Anorectal Emergencies Clinical Practice Guidelines (WSES-AAST, 2021)

World Society of Emergency Surgery (WSES) and American Association for the Surgery of Trauma (AAST)

These are some of the highlights of the guidelines without analysis or commentary. For more information, go directly to the guidelines by clicking the link in the reference.

October 01, 2021

Clinical practice guidelines on anorectal emergencies by the World Society of Emergency Surgery (WSES) and American Association for the Surgery of Trauma (AAST) were published in September 2021 in the World Journal of Emergency Surgery.[1]

The guidelines on anorectal emergencies published by the WSES and AAST include the following:

In patients who are suspected of having anorectal abscess, it is suggested to check serum glucose, hemoglobin A1C, and urine ketones to identify undetected diabetes mellitus.

In patients who are suspected of having anorectal abscess and who have signs of systemic infection or sepsis, it is suggested to request a complete blood count, serum creatinine, and inflammatory markers (eg, C-reactive protein, procalcitonin, and lactates).

In patients who are suspected of having anorectal abscess, it is suggested to use imaging in cases of atypical presentation and in cases of suspicion of occult supralevator abscesses, complex anal fistula, or perianal Crohn disease.

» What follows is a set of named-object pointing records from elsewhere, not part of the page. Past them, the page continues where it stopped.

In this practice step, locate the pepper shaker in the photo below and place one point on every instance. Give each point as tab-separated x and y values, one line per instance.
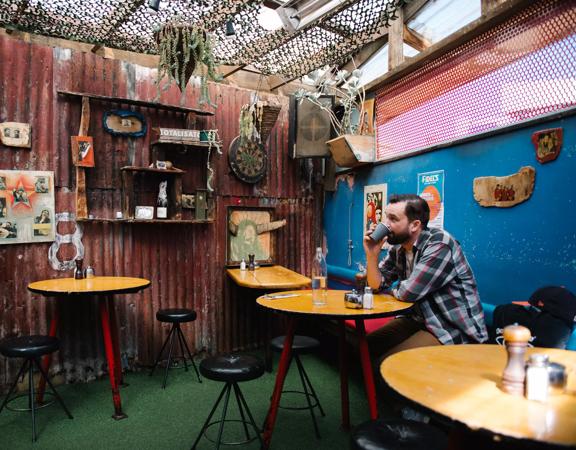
516	339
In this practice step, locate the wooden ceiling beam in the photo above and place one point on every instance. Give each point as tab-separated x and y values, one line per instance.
415	39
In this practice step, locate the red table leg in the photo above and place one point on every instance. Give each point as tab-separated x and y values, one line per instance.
47	360
111	357
280	377
367	369
115	339
344	399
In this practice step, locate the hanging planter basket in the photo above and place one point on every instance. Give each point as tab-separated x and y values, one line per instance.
183	49
269	116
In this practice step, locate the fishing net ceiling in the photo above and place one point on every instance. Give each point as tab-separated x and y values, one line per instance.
131	25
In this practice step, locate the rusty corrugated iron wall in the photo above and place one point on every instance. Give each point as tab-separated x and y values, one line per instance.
184	262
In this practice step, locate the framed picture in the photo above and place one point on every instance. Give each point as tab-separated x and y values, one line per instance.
375	199
144	212
366	122
82	151
248	233
26	207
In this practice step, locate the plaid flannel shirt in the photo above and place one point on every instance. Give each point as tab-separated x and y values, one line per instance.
442	284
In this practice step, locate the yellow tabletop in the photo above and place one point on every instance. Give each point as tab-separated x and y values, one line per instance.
300	302
461	382
95	285
269	277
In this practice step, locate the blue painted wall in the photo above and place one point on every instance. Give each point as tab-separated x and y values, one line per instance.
512	251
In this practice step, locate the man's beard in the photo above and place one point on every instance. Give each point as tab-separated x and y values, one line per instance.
398	238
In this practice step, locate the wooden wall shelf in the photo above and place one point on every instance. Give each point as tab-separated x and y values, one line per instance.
150	221
153	170
129	101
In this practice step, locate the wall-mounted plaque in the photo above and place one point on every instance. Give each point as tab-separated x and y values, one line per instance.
123	122
15	134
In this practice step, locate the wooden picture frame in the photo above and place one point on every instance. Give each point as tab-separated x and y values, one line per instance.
144	213
82	151
245	234
374	201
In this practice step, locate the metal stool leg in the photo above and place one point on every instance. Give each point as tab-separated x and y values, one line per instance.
160	352
173	332
45	376
13	387
314	395
31	400
191	358
207	422
180	337
307	395
236	389
223	419
252	421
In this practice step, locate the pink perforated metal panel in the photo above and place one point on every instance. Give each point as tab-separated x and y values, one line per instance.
523	68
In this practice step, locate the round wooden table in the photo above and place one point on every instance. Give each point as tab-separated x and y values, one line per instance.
462	383
104	288
299	303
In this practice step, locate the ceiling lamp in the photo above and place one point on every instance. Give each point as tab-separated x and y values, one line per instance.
274	19
154	4
230	32
269	19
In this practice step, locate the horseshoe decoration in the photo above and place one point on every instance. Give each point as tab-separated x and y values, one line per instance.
74	238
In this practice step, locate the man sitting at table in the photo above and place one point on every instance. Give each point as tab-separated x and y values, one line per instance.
432	272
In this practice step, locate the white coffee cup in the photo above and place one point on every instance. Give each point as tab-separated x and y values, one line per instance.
380	232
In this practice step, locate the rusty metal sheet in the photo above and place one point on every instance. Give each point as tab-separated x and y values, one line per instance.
184	262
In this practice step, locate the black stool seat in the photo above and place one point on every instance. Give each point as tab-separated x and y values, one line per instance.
397	434
176	315
300	344
28	346
232	368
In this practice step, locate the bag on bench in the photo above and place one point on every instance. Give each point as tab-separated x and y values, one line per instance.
549	317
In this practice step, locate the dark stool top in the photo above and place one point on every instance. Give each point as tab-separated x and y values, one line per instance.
301	344
232	367
176	315
398	434
28	346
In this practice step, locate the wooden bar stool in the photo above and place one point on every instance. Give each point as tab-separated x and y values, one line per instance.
175	316
231	369
301	345
31	348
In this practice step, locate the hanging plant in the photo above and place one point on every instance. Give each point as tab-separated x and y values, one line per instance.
184	50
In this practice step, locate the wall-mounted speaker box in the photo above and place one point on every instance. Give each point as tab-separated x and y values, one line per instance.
310	128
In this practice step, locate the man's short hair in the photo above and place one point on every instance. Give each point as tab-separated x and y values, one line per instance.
416	207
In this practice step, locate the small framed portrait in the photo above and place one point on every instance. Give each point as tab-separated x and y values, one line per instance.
375	198
8	230
144	213
547	144
249	232
41	185
82	151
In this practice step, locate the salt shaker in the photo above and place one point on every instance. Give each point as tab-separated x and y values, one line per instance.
368	299
537	379
89	272
78	273
516	338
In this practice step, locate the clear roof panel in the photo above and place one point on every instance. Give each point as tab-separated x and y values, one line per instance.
377	65
441	18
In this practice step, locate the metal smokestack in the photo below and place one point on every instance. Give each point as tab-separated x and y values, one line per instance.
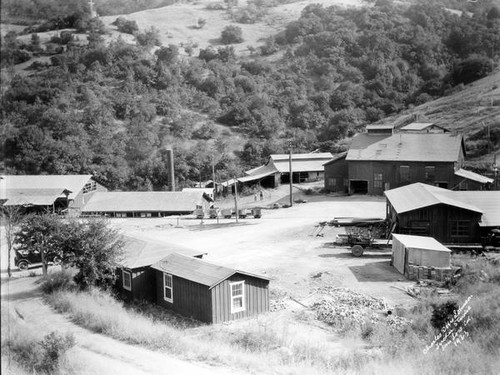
171	175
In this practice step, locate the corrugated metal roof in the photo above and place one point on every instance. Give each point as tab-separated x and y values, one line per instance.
73	183
37	197
421	242
197	270
486	200
379	127
473	176
337	157
312	162
407	147
148	201
417	126
139	253
412	197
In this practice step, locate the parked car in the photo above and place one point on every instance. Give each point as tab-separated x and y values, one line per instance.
24	259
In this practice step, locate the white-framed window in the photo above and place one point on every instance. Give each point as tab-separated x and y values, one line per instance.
168	292
237	296
126	280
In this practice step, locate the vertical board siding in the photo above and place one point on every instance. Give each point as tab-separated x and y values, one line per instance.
256	298
189	298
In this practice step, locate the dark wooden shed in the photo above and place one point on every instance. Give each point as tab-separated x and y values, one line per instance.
208	292
135	277
426	210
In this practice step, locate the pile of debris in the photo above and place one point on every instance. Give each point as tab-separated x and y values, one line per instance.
340	306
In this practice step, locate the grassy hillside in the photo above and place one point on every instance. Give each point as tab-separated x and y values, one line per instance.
469	109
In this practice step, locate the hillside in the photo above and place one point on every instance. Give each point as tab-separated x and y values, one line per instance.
177	23
469	109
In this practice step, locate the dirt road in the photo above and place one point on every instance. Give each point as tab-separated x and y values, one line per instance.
93	353
279	245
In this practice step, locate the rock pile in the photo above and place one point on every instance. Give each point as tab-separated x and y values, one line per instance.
340	307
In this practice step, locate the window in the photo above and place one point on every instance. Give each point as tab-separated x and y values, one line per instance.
404	173
89	186
460	228
127	280
168	293
430	173
237	296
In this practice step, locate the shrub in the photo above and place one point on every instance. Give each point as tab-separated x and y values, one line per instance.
442	313
231	34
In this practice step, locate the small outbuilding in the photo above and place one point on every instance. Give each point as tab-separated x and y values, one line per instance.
418	251
208	292
135	277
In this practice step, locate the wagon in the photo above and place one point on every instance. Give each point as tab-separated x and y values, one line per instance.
227	213
362	233
257	212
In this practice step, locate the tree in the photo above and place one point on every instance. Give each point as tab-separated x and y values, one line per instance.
40	234
94	248
231	34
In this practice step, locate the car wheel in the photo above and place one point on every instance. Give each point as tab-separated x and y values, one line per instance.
357	250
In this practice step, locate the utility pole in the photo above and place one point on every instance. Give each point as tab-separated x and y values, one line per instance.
236	198
291	171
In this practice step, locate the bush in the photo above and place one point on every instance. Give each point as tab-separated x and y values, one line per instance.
231	34
442	313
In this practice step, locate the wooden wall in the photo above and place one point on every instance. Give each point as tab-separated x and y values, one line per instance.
336	173
439	219
256	298
391	177
189	298
143	285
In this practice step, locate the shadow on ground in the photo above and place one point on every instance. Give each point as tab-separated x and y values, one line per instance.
376	271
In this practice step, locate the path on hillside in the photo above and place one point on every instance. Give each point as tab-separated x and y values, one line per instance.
93	353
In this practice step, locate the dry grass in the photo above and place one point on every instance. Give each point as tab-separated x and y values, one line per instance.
263	345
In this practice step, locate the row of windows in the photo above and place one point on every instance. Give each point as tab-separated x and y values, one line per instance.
237	290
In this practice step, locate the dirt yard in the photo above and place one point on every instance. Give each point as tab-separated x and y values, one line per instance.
280	245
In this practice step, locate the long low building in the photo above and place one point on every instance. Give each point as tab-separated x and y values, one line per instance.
53	193
144	204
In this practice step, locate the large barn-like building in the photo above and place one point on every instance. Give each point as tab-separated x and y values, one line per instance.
379	160
448	216
52	193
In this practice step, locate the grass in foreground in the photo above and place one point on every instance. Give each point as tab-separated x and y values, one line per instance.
258	346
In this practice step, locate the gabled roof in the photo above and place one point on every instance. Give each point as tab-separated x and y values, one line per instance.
473	176
412	197
428	147
312	162
145	201
27	197
337	157
36	185
197	270
420	126
486	200
139	253
421	242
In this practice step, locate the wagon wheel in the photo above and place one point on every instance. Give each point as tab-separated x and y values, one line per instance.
357	250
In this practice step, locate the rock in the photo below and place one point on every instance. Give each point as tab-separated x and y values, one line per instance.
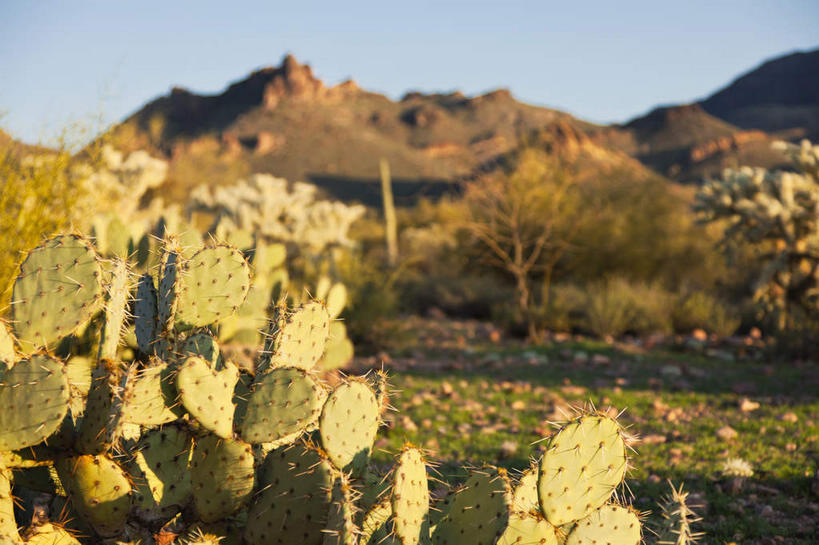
727	433
746	405
601	359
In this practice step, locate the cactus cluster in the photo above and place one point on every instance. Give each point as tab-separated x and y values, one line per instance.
779	211
181	445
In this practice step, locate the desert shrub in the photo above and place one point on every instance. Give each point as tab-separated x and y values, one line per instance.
616	306
40	193
372	299
701	310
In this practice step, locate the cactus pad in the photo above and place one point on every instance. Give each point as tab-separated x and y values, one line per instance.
374	527
611	523
222	477
99	489
207	394
479	512
7	355
8	526
410	499
150	397
146	319
298	337
341	529
294	500
34	399
205	346
584	463
283	404
116	302
530	529
349	424
525	498
213	284
56	293
162	466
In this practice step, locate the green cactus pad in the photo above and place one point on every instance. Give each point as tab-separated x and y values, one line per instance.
205	346
524	497
50	534
161	464
222	477
116	303
410	499
339	350
336	300
34	400
529	529
146	319
99	489
7	355
341	529
8	525
348	425
284	403
298	337
207	394
375	527
167	293
479	512
150	396
56	293
611	523
294	498
101	426
584	463
214	284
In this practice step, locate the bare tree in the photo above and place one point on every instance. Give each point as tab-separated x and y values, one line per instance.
523	216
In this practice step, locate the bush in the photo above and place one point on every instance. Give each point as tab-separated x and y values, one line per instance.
700	310
616	306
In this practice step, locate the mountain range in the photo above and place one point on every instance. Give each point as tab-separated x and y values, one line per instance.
286	121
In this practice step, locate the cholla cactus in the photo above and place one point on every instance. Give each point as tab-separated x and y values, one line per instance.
780	211
271	207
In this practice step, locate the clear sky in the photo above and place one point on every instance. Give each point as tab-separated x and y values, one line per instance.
603	61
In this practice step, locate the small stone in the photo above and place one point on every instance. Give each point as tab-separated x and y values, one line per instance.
746	405
727	433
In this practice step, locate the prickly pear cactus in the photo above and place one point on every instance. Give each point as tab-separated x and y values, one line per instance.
116	303
348	425
56	293
297	338
283	404
222	475
34	400
611	523
294	499
99	489
584	463
207	394
146	319
161	469
479	512
410	499
212	285
8	525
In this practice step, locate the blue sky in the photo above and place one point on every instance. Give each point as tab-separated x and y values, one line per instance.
603	61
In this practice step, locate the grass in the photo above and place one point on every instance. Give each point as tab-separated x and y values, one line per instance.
475	402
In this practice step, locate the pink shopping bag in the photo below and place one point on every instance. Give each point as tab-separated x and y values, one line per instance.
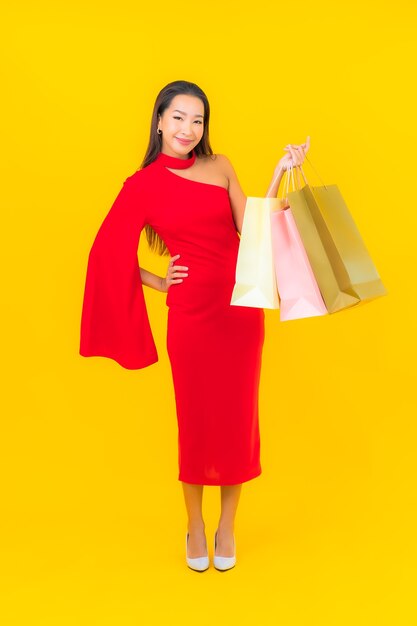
297	287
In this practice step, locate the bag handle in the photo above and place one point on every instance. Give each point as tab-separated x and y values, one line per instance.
289	173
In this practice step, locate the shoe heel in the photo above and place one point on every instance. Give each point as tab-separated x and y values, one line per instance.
223	563
198	564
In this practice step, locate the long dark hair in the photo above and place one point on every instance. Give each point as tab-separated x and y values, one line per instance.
162	102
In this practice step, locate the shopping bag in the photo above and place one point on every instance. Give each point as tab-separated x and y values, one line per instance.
325	260
297	287
334	222
255	284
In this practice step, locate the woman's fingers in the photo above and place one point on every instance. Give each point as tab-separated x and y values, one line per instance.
176	273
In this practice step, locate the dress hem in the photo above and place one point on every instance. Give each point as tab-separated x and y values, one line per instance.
257	473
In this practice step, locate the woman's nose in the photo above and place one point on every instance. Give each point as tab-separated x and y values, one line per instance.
187	128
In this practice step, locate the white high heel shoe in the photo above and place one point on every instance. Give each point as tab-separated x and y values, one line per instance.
224	563
200	563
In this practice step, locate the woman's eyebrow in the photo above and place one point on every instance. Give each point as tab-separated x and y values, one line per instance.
182	113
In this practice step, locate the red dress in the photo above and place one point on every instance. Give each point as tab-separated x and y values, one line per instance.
215	348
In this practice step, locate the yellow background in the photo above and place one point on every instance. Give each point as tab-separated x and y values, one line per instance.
93	520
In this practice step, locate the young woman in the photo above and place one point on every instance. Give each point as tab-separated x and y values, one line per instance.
191	205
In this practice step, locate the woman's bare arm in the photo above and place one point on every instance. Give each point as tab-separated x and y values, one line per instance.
152	280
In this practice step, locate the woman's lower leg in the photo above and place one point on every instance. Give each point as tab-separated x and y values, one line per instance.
193	496
230	495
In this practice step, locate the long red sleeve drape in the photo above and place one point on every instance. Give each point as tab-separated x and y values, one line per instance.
114	321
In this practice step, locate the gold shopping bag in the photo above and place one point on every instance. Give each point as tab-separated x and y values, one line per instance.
353	268
255	284
363	275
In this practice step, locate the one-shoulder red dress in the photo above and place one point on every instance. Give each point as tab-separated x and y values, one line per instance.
215	348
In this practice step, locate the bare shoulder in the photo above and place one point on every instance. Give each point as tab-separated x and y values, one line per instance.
214	169
219	163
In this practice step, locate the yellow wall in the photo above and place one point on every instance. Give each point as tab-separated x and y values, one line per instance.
93	520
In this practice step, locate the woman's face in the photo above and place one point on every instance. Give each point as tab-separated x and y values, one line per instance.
182	125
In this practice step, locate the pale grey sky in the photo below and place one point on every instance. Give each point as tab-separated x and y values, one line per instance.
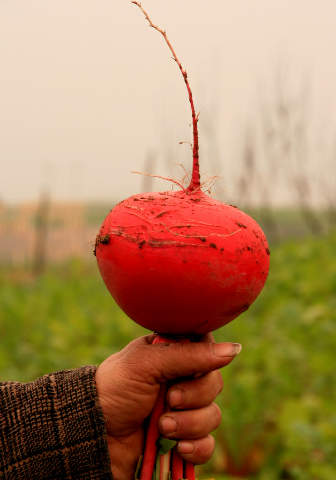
87	89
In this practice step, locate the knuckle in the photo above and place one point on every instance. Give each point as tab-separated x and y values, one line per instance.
219	382
216	414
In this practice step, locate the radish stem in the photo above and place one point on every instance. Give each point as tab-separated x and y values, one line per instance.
153	429
195	182
177	465
189	471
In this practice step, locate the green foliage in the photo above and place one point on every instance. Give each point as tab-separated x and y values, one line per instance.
279	395
63	319
278	402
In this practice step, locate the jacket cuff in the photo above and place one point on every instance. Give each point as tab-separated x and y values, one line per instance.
53	428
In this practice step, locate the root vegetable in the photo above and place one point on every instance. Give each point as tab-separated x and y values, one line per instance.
181	262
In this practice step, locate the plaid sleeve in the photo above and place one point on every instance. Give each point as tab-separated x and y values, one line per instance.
53	428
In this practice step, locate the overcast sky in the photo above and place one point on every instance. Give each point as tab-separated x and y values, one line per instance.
88	90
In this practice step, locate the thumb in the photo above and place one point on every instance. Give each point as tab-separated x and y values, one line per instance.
158	363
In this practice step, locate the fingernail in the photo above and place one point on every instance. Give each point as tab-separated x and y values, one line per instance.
226	349
185	447
168	425
176	398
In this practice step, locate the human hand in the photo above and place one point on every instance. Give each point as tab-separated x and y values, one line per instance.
128	384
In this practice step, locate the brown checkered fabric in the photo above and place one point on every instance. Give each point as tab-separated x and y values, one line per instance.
53	429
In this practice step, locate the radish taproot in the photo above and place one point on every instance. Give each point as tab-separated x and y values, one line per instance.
180	262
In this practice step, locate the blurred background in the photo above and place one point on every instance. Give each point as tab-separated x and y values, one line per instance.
89	93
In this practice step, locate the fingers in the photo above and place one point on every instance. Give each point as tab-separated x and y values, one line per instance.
197	451
161	362
195	393
190	424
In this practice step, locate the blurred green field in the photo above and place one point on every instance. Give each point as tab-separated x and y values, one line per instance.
279	397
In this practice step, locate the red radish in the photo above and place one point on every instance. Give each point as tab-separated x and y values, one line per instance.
181	262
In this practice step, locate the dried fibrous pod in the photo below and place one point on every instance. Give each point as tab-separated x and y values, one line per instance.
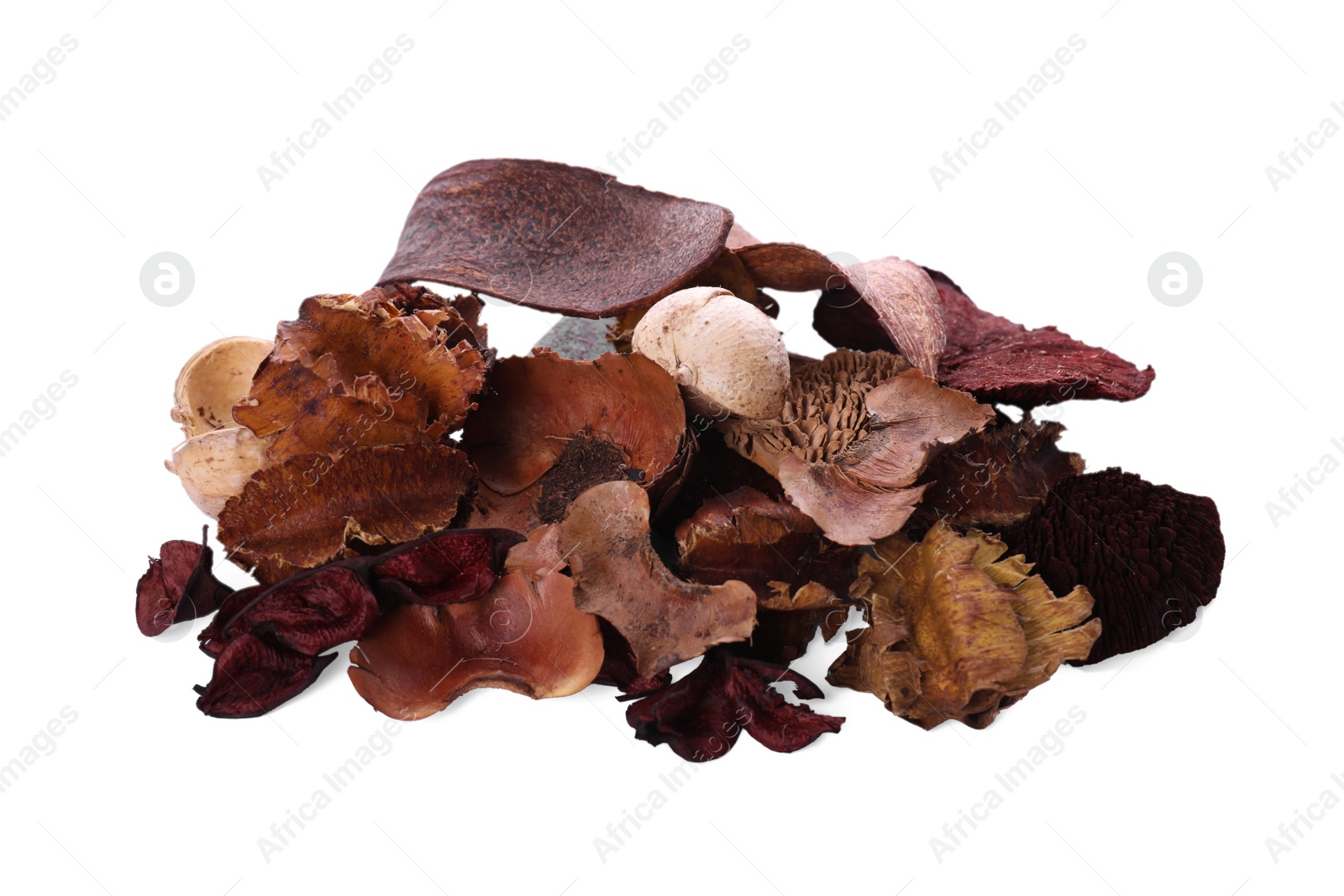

Suggested techniques are MRI, CT scan, or endosonography.

In patients with anorectal abscess, a surgical approach with incision and drainage is recommended.

In patients who have an anorectal abscess and an obvious fistula, it is suggested to perform a fistulotomy at the time of abscess drainage only in cases of low fistula that does not involve sphincter muscle (ie, subcutaneous fistula).

In patients who are suspected of having Fournier gangrene and who have signs of systemic infection or sepsis, it is suggested to request a complete blood count and the dosage of serum creatinine and electrolytes, inflammatory markers (eg, C-reactive protein, procalcitonin), and blood gas analysis. It is also recommended to check serum glucose, hemoglobin A1C, and urine ketones to detect diabetes mellitus.

In patients with Fournier gangrene, surgical intervention is recommended as soon as possible.

In patients who are suspected of having complicated hemorrhoids, it is suggested to perform imaging investigation (CT scan, MRI, or endoanal ultrasound) only if there is suspicion of concomitant anorectal diseases (sepsis/abscess, inflammatory bowel disease, neoplasm).

In patients with thrombosed or strangulated hemorrhoids, it is suggested to use a topical muscle relaxant.

In patients who have anorectal varices and severe bleeding, it is recommended to maintain an Hb level of at least >7 g/dL (4.5 mmol/L) during the resuscitation phase and a mean arterial pressure >65 mm Hg, but avoid fluid overload.